Entrou na escola aos oito anos, o rapaz alto, de cabelo rente. Antes, não havia “condição para pagamento [de matrícula] e material didáctico, alimentação até”. O pai não queria saber dele e a mãe vendia comida na rua. Com a ajuda de tios completou o 11º ano. Entrou numa associação juvenil e aproximou-se de uma grande ONG ligada à preservação do ambiente e à promoção da cidadania. Por uns trocados, foi cumprindo pequenas tarefas aqui e ali. Três anos nessa espera. Aproveitou uma oportunidade para fazer uma breve formação em informática. Esperou outro ano. Fez um curso profissional de contabilidade. Esperou outros três anos, até, por fim, ser seleccionado por uma ONG para um projecto. “Estou à espera que me chamem”.

Conta ganhar o suficiente para pagar um quarto, assegurar “um tiro kada dia”, isto é, uma refeição por dia, o almoço, e ajudar a mãe, que uma trombose atirou para uma cama. Não se sente diferente. Tudo à volta dele é luta pela sobrevivência. Mais de dois terços da população vivem com menos de dois dólares por dia – um terço com menos de um dólar. E os jovens são os mais afectados pela pobreza (80% dos pobres têm entre 15 e 35 anos). Impera a “dubria”, isto é, o “desenrascanço”.

Com latas de café, leite ou papa, jovens fazem brinquedos; com latas de alumínio, panelas; com linhas de coser roupa, depilação. Tudo se vende nas ruas e becos, nas rotundas, cruzamentos e entroncamentos, nas varandas e nos quintais da cidade e dos bairros à sua volta. Saldo para telemóvel, recarga, sacos de água, copos de café instantâneo, meias, boxers…. O importante é arranjar uns francos CFA para pagar a escola ou garantir o “tiro” de cada dia.

Quase não se vê raparigas sentadas em “bancadas” ou a liderar associações juvenis. Os homens estão mais presentes no espaço público e as mulheres mais associadas ao espaço privado, mas basta andar pelas ruas poeirentas de Bissau para as ver vender temperos caseiros, caldos industriais, pequenas porções de amendoins crus, sacos de castanha de caju, frutas avulso, sapatos usados, tecidos de cores garridas, galinhas vivas, peixes fumados, peixes frescos...
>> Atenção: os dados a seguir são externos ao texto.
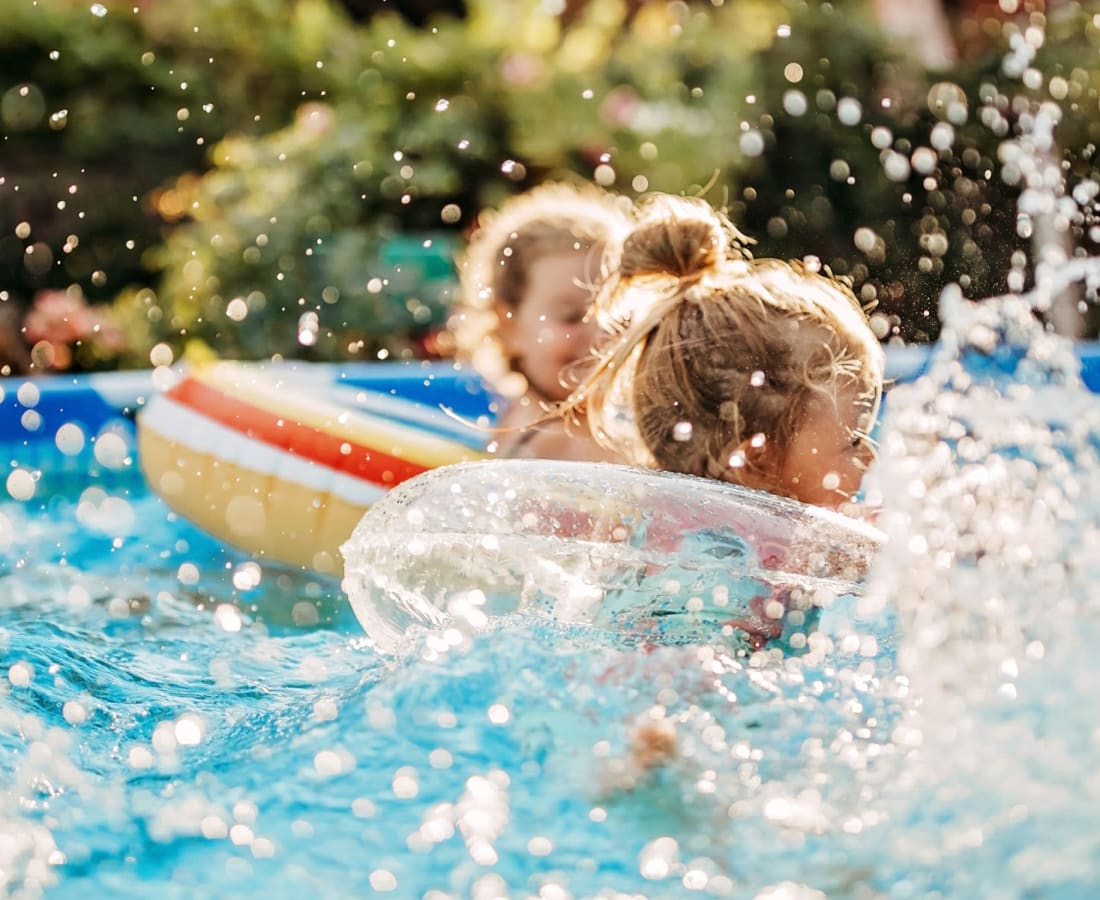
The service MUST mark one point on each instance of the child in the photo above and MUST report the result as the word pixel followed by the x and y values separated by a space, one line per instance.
pixel 527 283
pixel 761 373
pixel 765 374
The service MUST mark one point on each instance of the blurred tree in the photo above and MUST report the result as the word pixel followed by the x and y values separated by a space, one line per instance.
pixel 273 177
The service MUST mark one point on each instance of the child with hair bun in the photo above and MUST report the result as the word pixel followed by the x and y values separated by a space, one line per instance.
pixel 761 373
pixel 758 373
pixel 528 277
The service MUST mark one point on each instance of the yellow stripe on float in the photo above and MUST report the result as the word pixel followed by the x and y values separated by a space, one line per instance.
pixel 271 394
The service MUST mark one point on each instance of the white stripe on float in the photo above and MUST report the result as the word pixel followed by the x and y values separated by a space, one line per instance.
pixel 182 425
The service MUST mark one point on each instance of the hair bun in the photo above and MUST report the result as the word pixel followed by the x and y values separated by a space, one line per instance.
pixel 674 236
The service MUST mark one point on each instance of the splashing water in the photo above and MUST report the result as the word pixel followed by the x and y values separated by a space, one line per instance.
pixel 991 479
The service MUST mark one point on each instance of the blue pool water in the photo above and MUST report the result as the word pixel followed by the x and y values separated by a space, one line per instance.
pixel 173 727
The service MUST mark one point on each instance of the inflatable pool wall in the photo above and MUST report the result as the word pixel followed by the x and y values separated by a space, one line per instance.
pixel 283 469
pixel 36 413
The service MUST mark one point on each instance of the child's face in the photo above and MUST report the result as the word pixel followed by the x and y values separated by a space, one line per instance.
pixel 828 454
pixel 547 331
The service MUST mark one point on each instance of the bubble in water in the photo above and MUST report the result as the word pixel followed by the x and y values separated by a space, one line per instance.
pixel 795 103
pixel 189 731
pixel 237 309
pixel 849 111
pixel 69 439
pixel 111 450
pixel 383 880
pixel 942 136
pixel 924 160
pixel 21 484
pixel 865 239
pixel 228 617
pixel 74 712
pixel 658 858
pixel 28 394
pixel 895 165
pixel 751 143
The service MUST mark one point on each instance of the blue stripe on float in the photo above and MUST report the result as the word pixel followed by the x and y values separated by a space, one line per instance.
pixel 411 392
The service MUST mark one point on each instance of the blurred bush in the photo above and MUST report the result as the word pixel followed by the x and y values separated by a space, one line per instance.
pixel 276 177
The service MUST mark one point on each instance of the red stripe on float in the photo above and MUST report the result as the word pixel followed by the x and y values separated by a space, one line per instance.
pixel 295 438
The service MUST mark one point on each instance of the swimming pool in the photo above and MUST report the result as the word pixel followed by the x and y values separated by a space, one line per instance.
pixel 180 722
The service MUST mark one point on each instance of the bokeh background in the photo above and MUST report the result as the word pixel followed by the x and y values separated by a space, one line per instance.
pixel 257 178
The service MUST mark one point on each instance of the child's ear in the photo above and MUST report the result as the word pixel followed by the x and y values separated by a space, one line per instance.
pixel 506 327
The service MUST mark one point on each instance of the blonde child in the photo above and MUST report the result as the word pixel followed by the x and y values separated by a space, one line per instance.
pixel 527 284
pixel 758 373
pixel 761 373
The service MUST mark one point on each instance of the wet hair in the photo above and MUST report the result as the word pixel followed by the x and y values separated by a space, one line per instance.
pixel 552 218
pixel 714 351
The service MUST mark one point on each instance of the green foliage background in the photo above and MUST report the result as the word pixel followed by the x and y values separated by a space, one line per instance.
pixel 172 157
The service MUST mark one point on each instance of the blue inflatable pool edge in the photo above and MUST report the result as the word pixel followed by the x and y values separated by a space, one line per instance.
pixel 32 408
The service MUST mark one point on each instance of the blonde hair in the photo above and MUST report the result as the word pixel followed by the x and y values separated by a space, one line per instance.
pixel 549 219
pixel 713 349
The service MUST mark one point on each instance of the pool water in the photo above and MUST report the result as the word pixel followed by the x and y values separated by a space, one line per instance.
pixel 179 721
pixel 195 741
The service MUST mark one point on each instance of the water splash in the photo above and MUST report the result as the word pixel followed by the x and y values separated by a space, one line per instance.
pixel 991 478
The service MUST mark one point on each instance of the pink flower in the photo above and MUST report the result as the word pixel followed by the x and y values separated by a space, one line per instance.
pixel 58 317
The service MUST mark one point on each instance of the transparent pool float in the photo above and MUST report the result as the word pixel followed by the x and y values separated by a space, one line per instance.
pixel 639 555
Laida Có trabalha de segunda a sábado no labiríntico mercado de Bandim, o maior de Bissau. Desde os 15 anos, ajuda a mãe a vender peixe. Acorda por volta das 7h30. Cedo atracam os barcos velhos e coloridos com barbo, barracuda, corvina, linguado, perca, peixe-gato, peixe-espada, arenque, sável. Fica de pé das 9h às 13h, a regar o peixe disposto numa banca inclinada. “Às vezes, quando estou na feira, há jovens e até adultos que passam ao pé de mim e ficam a discutir: ‘será que é ela?’, ‘não, não é!’. Muitos não acreditam que é a MC Leidy que está a vender peixe.”

MC Leidy é o seu nome artístico. No seu papel de rapper, a rapariga, de 22 anos, aconselha: “Para um jovem ser bom exemplo ele tem que seguir um caminho que o vai recompensar amanhã. No mundo de hoje, as pessoas devem escolher um caminho e segui-lo. Esse caminho deve ser um que não faz cair.”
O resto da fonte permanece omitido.